Sleep Apnea Could Lead Children to Suffer Academically, New Study Suggests

It’s terrible enough that children who suffer from sleep apnea may stop breathing as many as 60 times in one hour when they sleep, but new research suggests that the sleeping disorder could cause them to suffer academically.

“Sleep apnea may not be directly causing academic problems,” said lead study author Barbara Galland. “Instead, sleep apnea may interfere with getting a good night’s sleep, which may, in turn, contribute to children having a hard time paying attention and being less ready to learn and perform academically during the day.”

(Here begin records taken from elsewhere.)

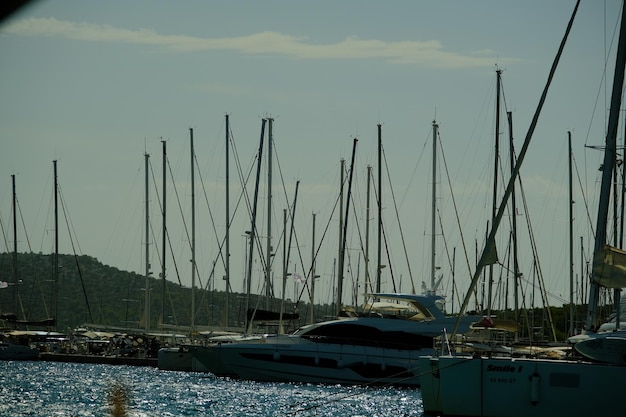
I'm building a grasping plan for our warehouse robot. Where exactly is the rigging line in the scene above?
[517,171,557,342]
[272,141,311,312]
[167,154,191,286]
[368,174,398,294]
[297,169,346,303]
[381,140,415,294]
[572,151,596,239]
[438,127,472,292]
[15,198,33,252]
[161,158,184,287]
[437,209,461,304]
[0,210,10,252]
[55,184,93,323]
[400,125,431,205]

According to the Centers for Disease Control and Prevention (CDC), between 2008 and 2009, 29.7% of Alabama adults reported not getting enough sleep on at least 14 days in the past 30.

The new analysis, which was published in the journal Pediatrics, looked at the results of 16 individual studies that dealt with sleep apnea, or related disorders in children and academic achievement. Researchers found that kids who suffered from sleep-disordered breathing performed worse in the language arts, on science tests, and math than those who didn’t suffer from such conditions.

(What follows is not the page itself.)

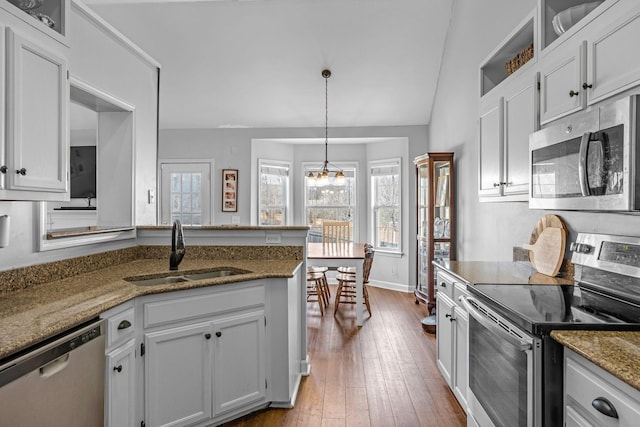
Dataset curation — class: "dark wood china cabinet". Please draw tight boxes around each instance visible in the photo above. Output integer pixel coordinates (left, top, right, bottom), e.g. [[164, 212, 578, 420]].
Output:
[[414, 152, 456, 313]]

“If a large sample of children without sleep-disordered breathing achieved an average 70 percent score for a test examination,” Galland explained, “a comparable sample of children of the same age with sleep-disordered breathing would be estimated to achieve an average score 11 percent below (59 percent).”

If a child is treated for sleep apnea, it’s not clear how it may affect them academically. The research has mixed results. However, there are studies that suggest children may be able to focus better when their sleep apnea is treated.

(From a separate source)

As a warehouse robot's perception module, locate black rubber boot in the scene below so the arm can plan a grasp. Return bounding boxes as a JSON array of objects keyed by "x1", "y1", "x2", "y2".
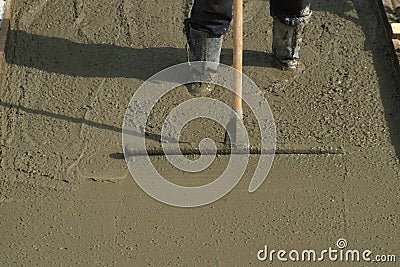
[
  {"x1": 185, "y1": 20, "x2": 223, "y2": 96},
  {"x1": 272, "y1": 19, "x2": 306, "y2": 70}
]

Nevertheless, children should have their sleep apnea treated, regardless of how they’re doing in school. If left unchecked, sleep apnea could increase the risk of high blood pressure, heart attack, obesity, type 2 diabetes, and other health issues, according to the U.S. National Institutes of Health (NIH).

“Given the potential adverse consequences of sleep-disordered breathing on health, behavioral and learning outcomes in children, it is important for parents and clinicians to recognize symptoms of sleep-disordered breathing,” Galland said.

Snoring is one such symptom. The American Academy of Pediatrics (AAP) recommends that every child be screened for snoring, and that they should undergo additional evaluation and treatment if it appears that they have sleep apnea.